While the guidance is not yet in effect, the suffixes would be attached by a hyphen to the “core” name of each biologic product. Biologics and biosimilars share nonproprietary names designated to them by the U.S. Adopted Names (USAN) Council.
Because not all biosimilars are interchangeable, the purpose of the suffixes assists doctors in differentiating between various biologics and biosimilars that may or may not be substitutable. The Federal Trade Commission (FTC) is not a fan of the naming rules and argues that the market for generics and cheaper versions would be affected. The FTC theorizes that due to the suffixes, doctors and health care providers would assume a biosimilar is inferior and would opt for the more expensive biologic. Biologics are expensive; Sovaldi, a Hepatitis C drug runs $84,000 for a 12-week brand name course without insurance.
Drug-makers are on the FDA’s side on this one. Experts argue that biosimilars should be distinguished from the original Biologic because they are not true copies like generics. A biosimilar is similar to that of an already approved biologic and is a highly-similar reference more than a true copy. Minor differences include differences in inactive components. Biosimilars are identical in terms of safety, purity, and potency. For example, the differences could be related to variances in the actual production process, ingredient sources, and extraction processes. A biosimilar has a similar clinical outcome to a biologic, but is not a patented IP in itself.

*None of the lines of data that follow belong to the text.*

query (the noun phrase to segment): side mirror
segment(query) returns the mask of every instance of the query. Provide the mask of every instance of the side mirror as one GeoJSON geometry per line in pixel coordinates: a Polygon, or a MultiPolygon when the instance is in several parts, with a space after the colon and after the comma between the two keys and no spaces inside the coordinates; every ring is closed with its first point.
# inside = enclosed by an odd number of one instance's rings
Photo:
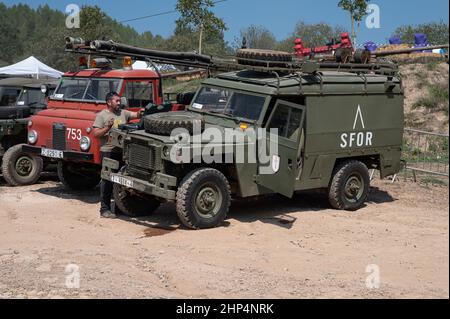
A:
{"type": "Polygon", "coordinates": [[[197,92],[179,93],[177,95],[177,103],[183,105],[190,105],[192,100],[194,99],[195,93],[197,92]]]}
{"type": "Polygon", "coordinates": [[[121,106],[123,109],[128,108],[128,99],[127,99],[125,96],[122,96],[122,97],[120,98],[120,106],[121,106]]]}

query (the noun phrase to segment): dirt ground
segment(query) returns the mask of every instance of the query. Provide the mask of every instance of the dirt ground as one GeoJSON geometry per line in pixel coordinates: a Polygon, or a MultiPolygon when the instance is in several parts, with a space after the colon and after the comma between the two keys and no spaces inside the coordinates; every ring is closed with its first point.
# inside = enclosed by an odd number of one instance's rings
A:
{"type": "Polygon", "coordinates": [[[355,213],[318,193],[235,202],[203,231],[172,205],[102,220],[97,191],[0,178],[0,298],[449,297],[448,187],[378,180],[355,213]]]}

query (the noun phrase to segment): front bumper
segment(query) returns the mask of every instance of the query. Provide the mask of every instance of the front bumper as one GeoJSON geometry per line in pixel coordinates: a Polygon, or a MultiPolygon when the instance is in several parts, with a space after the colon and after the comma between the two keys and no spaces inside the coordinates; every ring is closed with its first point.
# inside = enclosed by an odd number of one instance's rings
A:
{"type": "Polygon", "coordinates": [[[166,200],[175,200],[176,191],[170,188],[177,186],[177,178],[162,173],[156,173],[154,183],[116,173],[119,170],[119,162],[110,158],[103,159],[102,179],[137,190],[141,193],[152,195],[166,200]]]}
{"type": "MultiPolygon", "coordinates": [[[[37,147],[37,146],[23,145],[22,152],[42,156],[42,148],[37,147]]],[[[75,151],[62,151],[62,152],[63,152],[63,158],[57,158],[57,159],[65,160],[65,161],[74,161],[74,162],[92,162],[94,160],[94,155],[90,154],[90,153],[82,153],[82,152],[75,152],[75,151]]],[[[45,157],[45,156],[43,156],[43,157],[45,157]]],[[[48,157],[48,158],[51,158],[51,157],[48,157]]]]}

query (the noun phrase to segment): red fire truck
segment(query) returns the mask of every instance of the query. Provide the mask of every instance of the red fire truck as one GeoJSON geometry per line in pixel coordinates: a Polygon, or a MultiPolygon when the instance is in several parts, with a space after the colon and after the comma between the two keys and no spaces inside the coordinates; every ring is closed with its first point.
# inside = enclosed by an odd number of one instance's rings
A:
{"type": "Polygon", "coordinates": [[[90,189],[100,181],[100,145],[92,125],[106,107],[107,93],[119,93],[122,107],[131,111],[164,103],[158,72],[133,70],[129,57],[123,59],[123,69],[115,70],[105,58],[93,59],[91,68],[86,62],[82,56],[80,70],[64,74],[48,108],[31,118],[28,145],[23,146],[24,152],[57,160],[59,179],[73,190],[90,189]]]}

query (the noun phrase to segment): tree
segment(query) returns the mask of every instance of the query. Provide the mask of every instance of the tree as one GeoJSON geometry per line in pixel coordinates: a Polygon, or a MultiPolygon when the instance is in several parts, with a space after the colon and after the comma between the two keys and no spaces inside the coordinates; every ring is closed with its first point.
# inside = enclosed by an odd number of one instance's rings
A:
{"type": "Polygon", "coordinates": [[[393,35],[400,37],[404,43],[412,44],[416,33],[426,34],[428,42],[431,44],[448,44],[448,23],[444,21],[401,26],[395,30],[393,35]]]}
{"type": "Polygon", "coordinates": [[[236,40],[235,47],[239,48],[242,45],[242,40],[245,39],[247,47],[251,49],[272,50],[277,45],[277,39],[263,26],[251,25],[241,30],[241,36],[236,40]]]}
{"type": "Polygon", "coordinates": [[[176,21],[177,27],[191,29],[199,33],[198,52],[202,53],[203,33],[220,34],[226,30],[225,22],[210,10],[214,7],[212,0],[178,0],[176,9],[181,17],[176,21]]]}
{"type": "Polygon", "coordinates": [[[330,42],[334,38],[340,38],[341,33],[345,29],[342,26],[331,26],[327,23],[320,22],[315,24],[306,24],[300,21],[295,26],[294,32],[287,39],[281,41],[277,45],[277,50],[292,52],[294,50],[294,41],[300,38],[305,47],[313,48],[322,46],[330,42]]]}
{"type": "Polygon", "coordinates": [[[83,6],[80,11],[80,32],[84,39],[103,39],[112,35],[106,14],[98,6],[83,6]]]}
{"type": "Polygon", "coordinates": [[[345,11],[350,13],[352,20],[352,41],[356,44],[356,27],[355,24],[359,25],[362,18],[367,14],[367,3],[370,0],[340,0],[338,6],[345,11]]]}

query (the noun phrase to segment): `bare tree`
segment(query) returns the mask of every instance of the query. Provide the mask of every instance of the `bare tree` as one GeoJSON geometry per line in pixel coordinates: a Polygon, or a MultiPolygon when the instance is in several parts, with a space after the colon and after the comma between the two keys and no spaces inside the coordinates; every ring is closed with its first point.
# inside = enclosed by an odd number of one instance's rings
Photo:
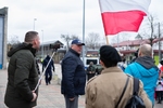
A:
{"type": "Polygon", "coordinates": [[[92,50],[99,48],[100,46],[99,33],[95,33],[95,32],[88,33],[88,37],[86,38],[86,46],[92,50]]]}

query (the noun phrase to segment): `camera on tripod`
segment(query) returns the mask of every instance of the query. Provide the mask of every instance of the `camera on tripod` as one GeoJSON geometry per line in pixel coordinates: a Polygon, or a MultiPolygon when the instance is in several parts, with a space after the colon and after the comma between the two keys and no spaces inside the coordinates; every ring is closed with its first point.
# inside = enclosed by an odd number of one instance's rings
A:
{"type": "Polygon", "coordinates": [[[62,48],[62,45],[60,43],[50,44],[50,49],[53,49],[55,51],[60,48],[62,48]]]}

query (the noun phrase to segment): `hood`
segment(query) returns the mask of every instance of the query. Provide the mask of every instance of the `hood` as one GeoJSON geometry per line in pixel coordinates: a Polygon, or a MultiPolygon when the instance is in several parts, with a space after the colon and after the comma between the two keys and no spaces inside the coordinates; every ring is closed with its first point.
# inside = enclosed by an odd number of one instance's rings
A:
{"type": "Polygon", "coordinates": [[[14,53],[16,53],[20,50],[30,50],[30,52],[34,54],[36,54],[36,50],[32,48],[33,44],[30,43],[20,43],[16,45],[13,45],[10,51],[8,52],[8,56],[11,57],[14,53]]]}
{"type": "Polygon", "coordinates": [[[46,59],[48,59],[48,60],[49,60],[49,59],[50,59],[50,56],[49,56],[49,55],[47,55],[46,59]]]}

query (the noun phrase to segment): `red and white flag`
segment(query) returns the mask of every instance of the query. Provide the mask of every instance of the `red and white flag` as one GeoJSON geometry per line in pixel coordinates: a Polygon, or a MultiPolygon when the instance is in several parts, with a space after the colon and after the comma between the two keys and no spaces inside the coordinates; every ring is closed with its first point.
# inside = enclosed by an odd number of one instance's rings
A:
{"type": "Polygon", "coordinates": [[[105,36],[138,31],[151,0],[99,0],[105,36]]]}

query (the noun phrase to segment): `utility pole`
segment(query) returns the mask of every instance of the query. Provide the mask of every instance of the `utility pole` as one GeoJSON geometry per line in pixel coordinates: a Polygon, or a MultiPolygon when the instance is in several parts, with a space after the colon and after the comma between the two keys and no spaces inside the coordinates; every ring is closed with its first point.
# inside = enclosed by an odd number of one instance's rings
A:
{"type": "Polygon", "coordinates": [[[162,58],[162,55],[161,55],[161,35],[160,35],[160,23],[158,23],[158,33],[159,33],[159,62],[161,60],[162,58]]]}

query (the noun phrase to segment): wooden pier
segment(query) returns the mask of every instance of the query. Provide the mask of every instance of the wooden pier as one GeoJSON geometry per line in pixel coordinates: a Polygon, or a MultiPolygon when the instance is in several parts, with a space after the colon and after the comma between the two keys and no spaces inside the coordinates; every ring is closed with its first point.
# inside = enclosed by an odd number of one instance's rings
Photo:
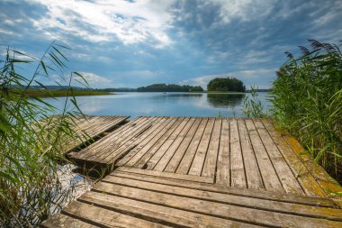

Biologics, which have become popular thanks to innovation, are different than pharmaceuticals. They are complex molecules and held to much higher regulatory standards than chemical-based drugs. Biosimilars must meet an even higher threshold to be accepted as a similar. Thomas Felix, Medical Director of Global Regulatory Affairs and Safety at Amgen mentions that the vast majority of available biosimilars are not expected to be deemed interchangeable by the FDA.
The World Health Organization (WHO) worries that a naming convention would interfere with international efforts to harmonize drug names and biologic identifiers. The names created by USAN are typically the names used by the International Nonproprietary Name (INN) arm of WHO. A proprietary name would conflict with harmonization of nomenclature. Industry experts contend that assigning different suffixes might suggest to a prescriber that the drugs are dissimilar.
Like Felix, experts worry that the naming guidance would deeply impact the developing biologics market. Biosimilars help decrease prices for biologics through competition. A naming convention is unnecessary because there are currently identifiers used to track pharmaceuticals and Biologics throughout the supply chain, such as the National Drug Code (NDC).
The FDA sees the ruling as more of a bureaucratic and coding issue. Drug Code numbers are not typically recorded in patient records or billing practices, which makes adverse event tracking difficult for biologics and biosimilars with the same proper name. An NDC number is predominantly used by pharmacies when dispensing treatment, but biologics and biosimilars are typically given to the patient directly by the treating doctor. In that case, the pharmacy is bypassed and the NDC number would not come into play, thus requiring another tracking method for adverse event reporting.
The FDA is in a difficult position. The FDA has a purpose of promoting safety while improving patient access. The advent of biosimilars has made it possible for therapies and treatments to make their way to patients while decreasing expenses. Doctors want products that are safe for their patients and a naming convention would provide transparency. The use of suffixes simplifies an already complex supply chain and for the purposes of traceability, another tracking form is needed and that form must be standard with international nomenclature.